EXTRAORDINARY INSTANCES OF INHUMANITY.
In 1534, in the wars of Edward III. with France, Fordun relates that a Frenchman purchased from the Scots several English prisoners, and that he beheaded them to avenge the death of his father. This sentimental cruelty can perhaps be paralleled by that of Coccinas, who, at the massacre of Paris, bought many Huguenots, that he might torture them to death for his private satisfaction. Philip Galeas Visconti, Duke of Milan, was a man of a nature so timid, that thunder threw him into agonies; yet was he so inhuman, that he could enjoy the shrieks of a female stretched upon a rack. Wenceslaus, the German Emperor, say Mezeray, Voltaire, and others, roasted his cook alive, for dressing his dinner amiss; and never had so intimate a friend in Prague as the common executioner; and even him he put to death at last, for not taking him at his word, when he once had bid him cut his head off, and actually knelt down to receive the stroke.
ANCIENT ROMAN LAMPS.
The earliest lamps fabricated by the potters of ancient Rome have an open circular body, with a curved projecting rim to prevent the oil from spilling, and occur both in terra-cotta, and also in the black glazed ware found in the sepulchres of Nola. Many have a projecting hollow pipe in the centre, in order to fix them to a stick on the top of a candelabrum. These lamps have no handles. They may have been placed in the sacella or lararia, and were turned on the potter's wheel.

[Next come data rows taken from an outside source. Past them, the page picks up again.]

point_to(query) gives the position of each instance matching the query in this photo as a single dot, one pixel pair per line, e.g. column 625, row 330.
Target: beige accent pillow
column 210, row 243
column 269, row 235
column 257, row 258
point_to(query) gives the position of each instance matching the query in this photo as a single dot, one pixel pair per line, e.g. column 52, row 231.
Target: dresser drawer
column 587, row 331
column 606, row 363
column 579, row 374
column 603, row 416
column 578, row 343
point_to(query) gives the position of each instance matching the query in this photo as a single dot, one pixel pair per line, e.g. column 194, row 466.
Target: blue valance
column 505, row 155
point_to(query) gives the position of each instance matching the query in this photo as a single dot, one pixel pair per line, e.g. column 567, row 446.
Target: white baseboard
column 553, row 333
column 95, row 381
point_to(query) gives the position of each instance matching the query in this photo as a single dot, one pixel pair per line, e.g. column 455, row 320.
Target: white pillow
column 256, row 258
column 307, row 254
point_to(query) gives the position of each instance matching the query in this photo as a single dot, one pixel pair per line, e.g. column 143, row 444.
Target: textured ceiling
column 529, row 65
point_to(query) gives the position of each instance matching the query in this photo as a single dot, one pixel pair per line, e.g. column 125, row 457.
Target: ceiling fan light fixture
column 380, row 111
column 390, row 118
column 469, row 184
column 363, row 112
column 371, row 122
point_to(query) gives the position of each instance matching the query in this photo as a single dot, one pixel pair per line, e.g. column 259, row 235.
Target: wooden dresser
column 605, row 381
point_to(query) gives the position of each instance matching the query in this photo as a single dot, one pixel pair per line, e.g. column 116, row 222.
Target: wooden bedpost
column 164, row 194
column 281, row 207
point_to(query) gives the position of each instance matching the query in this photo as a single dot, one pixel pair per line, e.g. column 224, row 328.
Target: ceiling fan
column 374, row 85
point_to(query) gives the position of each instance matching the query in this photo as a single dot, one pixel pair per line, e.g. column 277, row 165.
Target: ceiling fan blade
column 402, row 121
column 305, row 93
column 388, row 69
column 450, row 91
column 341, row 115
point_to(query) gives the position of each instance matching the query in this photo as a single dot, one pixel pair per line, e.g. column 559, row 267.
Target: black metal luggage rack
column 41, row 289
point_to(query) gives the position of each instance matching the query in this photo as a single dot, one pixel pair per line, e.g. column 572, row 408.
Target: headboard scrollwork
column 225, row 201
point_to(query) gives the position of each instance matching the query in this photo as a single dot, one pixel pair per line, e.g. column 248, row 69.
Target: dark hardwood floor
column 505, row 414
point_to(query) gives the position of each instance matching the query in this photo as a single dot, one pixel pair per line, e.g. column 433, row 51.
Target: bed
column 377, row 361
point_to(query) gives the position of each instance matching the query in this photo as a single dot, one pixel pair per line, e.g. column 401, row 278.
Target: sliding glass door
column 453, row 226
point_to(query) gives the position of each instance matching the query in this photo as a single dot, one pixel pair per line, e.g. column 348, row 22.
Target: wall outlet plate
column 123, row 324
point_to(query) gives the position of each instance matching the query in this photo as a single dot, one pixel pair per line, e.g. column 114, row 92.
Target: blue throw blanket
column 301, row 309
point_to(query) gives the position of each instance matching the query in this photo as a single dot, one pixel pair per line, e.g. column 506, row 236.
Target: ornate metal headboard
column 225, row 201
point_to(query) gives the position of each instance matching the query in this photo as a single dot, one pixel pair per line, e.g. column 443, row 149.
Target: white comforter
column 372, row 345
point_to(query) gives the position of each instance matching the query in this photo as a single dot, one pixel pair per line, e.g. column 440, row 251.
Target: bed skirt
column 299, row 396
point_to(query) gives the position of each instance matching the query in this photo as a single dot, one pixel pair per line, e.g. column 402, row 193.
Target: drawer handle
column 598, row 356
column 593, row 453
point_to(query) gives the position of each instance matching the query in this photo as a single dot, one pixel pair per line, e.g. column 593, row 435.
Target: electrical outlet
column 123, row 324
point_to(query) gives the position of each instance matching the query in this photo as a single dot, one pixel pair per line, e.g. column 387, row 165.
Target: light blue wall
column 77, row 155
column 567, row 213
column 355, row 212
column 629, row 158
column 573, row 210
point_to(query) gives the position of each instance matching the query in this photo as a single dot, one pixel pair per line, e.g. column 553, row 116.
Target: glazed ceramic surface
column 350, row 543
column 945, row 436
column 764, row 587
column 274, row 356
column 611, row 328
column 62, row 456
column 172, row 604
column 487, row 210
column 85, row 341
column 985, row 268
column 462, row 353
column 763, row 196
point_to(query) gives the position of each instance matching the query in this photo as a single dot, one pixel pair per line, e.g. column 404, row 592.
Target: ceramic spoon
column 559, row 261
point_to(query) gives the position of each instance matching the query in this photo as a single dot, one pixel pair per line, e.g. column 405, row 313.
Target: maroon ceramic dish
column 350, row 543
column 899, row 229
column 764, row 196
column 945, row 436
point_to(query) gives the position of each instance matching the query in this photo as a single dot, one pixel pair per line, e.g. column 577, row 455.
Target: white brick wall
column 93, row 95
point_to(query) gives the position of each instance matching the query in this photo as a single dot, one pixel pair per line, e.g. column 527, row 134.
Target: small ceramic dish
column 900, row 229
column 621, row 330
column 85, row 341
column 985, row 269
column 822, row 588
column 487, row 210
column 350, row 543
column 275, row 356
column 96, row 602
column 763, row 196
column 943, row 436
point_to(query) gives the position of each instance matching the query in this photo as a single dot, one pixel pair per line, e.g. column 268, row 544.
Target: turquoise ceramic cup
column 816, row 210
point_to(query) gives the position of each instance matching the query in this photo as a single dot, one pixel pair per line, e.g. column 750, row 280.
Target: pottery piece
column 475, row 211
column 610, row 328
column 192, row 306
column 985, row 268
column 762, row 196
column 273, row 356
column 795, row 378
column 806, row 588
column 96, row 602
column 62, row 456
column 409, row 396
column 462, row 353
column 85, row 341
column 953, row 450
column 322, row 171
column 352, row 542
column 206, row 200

The shoe-shaped is the most usual, with a round body, a projecting spout or nozzle having a hole for the wick, and a small annular handle, which is more or less raised.
A singular variety of lamp, well adapted for a table, was fitted into a kind of small altar, the sides of which were ornamented with reliefs. Several however, from their unusual shape, maybe considered as fancy ware, the upper part, or the whole lamp, being moulded into the resemblance of some object. Such are lamps in the British Museum in the shape of a female head surmounted by a flower, or of the head of a negro or Nubian with open jaws, through which the wick was inserted.